County: Down Site name: SPITTLE QUARTER
Sites and Monuments Record No.: SMR 38:34 Licence number: —
Author: N.F. Brannon, Historic Monuments and Buildings Branch, DOE(NI)
Site type: Souterrain
Period/Dating: Early Medieval (AD 400-AD 1099)
ITM: E 752918m, N 840403m
Latitude, Longitude (decimal degrees): 54.289496, -5.651109
Trial excavations were carried out on a souterrain partly threatened by proposed roadworks.
The souterrain comprised five open chambers, over a length of 27m, with evidence for collapse at two points. Excavation was initially limited to emptying of Early Christian period backfill, beneath topsoil, and the exposure of the drystone roofs of two chambers, at the east end, directly threatened by roadworks.
It was found that the trench originally dug to receive the souterrain had severely undercut edges, and it seems probable that this was a deliberate engineering feature designed to provide a balancing counter-thrust to the weight of the stones forming the inward-leaning walls. It is not known if this method of construction has been recognised elsewhere.

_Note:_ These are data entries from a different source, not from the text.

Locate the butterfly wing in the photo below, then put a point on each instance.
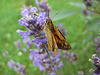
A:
(52, 45)
(60, 39)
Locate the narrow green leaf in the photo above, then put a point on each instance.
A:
(62, 14)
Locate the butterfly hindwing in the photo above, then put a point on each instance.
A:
(52, 45)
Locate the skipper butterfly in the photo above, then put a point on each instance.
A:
(55, 38)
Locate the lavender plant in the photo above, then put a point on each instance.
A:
(35, 22)
(17, 67)
(96, 58)
(91, 7)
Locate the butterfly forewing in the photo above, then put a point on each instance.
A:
(55, 38)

To the north excavation revealed the edge of a shallow (collapsed) chamber, which was not investigated, but which will be examined during the roadworks scheme.

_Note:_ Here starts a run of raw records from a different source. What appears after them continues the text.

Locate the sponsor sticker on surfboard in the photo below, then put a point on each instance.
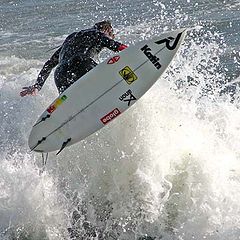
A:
(128, 75)
(110, 116)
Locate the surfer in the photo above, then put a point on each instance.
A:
(75, 57)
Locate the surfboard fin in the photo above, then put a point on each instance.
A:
(38, 143)
(42, 120)
(64, 145)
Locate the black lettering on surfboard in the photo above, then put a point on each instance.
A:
(154, 59)
(128, 97)
(169, 41)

Excavations at the partly-collapsed west end of the souterrain, with several slit trenches beyond and to the north-west, found that the souterrain had originally extended for another 30m. A straight, uniformly-profiled passage, it ran upslope to a probable entrance (and settlement site?) on the crest of a low hill. Unfortunately, this passage was entirely collapsed. Limited investigation revealed an 'up-and-over' stepped creep, a fragment of a large (blank/broken in manufacture?) rotary quern or millstone, built into the souterrain wall, and a sherd of souterrain ware in topsoil. See Brannon, N.F. 'A souterrain in Spittle Quarter townland, Co. Down', Lecale Miscellany, no 8 (1990), 39-41.